Pour le reste de votre commentaire, vous commettez une grossière erreur quand vous parler de la gauche de Hollande. Elle n’existe pas.
Le problème plus largement est de considérer que le clivage gauche/droite représente encore quelque chose alors qu’il n’en est rien. Aujourd’hui ce n’est plus en ces termes que la politique doit être vue. Ils obéïssent tous à Bruxelles parce qu’ils ont voulu qu’il en soit ainsi.
Ils (gauche et droite) ont remis les clés de la maison France au NOM.
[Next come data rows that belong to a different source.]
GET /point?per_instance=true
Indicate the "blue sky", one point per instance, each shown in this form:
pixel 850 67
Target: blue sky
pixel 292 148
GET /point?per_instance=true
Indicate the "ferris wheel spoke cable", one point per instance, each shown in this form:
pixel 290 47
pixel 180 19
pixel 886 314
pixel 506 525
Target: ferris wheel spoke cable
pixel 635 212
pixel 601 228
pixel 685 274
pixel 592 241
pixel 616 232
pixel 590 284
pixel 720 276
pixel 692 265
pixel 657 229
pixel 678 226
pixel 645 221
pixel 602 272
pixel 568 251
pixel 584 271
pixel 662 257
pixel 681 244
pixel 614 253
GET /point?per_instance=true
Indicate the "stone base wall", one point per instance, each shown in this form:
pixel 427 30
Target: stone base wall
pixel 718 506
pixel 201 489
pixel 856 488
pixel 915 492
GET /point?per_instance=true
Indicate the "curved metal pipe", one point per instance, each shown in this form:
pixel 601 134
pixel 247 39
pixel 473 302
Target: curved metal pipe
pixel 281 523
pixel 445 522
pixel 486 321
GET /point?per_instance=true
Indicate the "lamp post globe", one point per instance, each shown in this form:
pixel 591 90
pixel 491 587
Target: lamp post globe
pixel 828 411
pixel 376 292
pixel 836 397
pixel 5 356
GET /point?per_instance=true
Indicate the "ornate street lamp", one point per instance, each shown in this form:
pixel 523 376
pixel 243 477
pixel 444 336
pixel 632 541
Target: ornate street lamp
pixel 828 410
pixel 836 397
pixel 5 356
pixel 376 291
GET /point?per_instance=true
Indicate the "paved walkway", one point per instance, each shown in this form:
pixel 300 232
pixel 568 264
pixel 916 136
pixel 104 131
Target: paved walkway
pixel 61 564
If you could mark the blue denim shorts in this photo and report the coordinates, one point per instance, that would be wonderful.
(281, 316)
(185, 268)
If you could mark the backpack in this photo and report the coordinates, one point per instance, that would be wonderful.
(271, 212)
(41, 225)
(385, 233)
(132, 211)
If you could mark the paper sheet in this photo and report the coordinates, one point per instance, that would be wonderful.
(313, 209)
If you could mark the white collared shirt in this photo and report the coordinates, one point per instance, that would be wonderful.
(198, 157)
C’est ce que les journalistes ne vous disent pas. C’est pourtant la seule chose à savoir car elle nous fait entrevoir alors les problèmes majeurs qui se posent à ce pays de façon radicalement différente.
La vraie question est : est-on pour la nation ou pour l’empire ?
Si nous sommes pour la Nation, gens de gauche et de droite doivent lutter ensemble.
Il ne peut en être autrement. Comme je l’ai déjà dit sur un autre article il y a quelques temps : on ne demandait pas aux résistants si ils étaient de gauche ou de droite alors qu’il s’agissait de libérer la France. On prenait tout le monde. Il y a des priorités qui nous font mettre nos divergences dans notre poche pour un moment. C’est ce que les Français n’ont hélas pas encore compris grâce à l’habile propagande des journaleux. Voilà pourquoi mon premier commentaire.
Pour moi aujourd’hui le journalisme n’est plus. Il est devenu une gigantesque escroquerie.
Je le résumerai ainsi :
« Radio Paris ment, Radio Paris ment... Radio Paris est allemand. »
Remettez-le dans le contexte actuel et vous conviendrez qu’il n’est plus trop question d’information mais de propagande.
Rares sont les exceptions.
Le Net reste le seul endroit à échapper à cette main-mise de la désinfo calibrée.
Pour mon bien, j’ai coupé radio et télé et ne lis plus la presse. Je n’y trouve jamais ni les bonnes questions et encore moins les bonnes réponses. Jamais !
La presse à la pluralité moribonde, à l’européïsme certain, aujourd’hui je m’en protège peut-être pour ne pas devenir dingue ? tant il y a dichotomie entre elle et moi.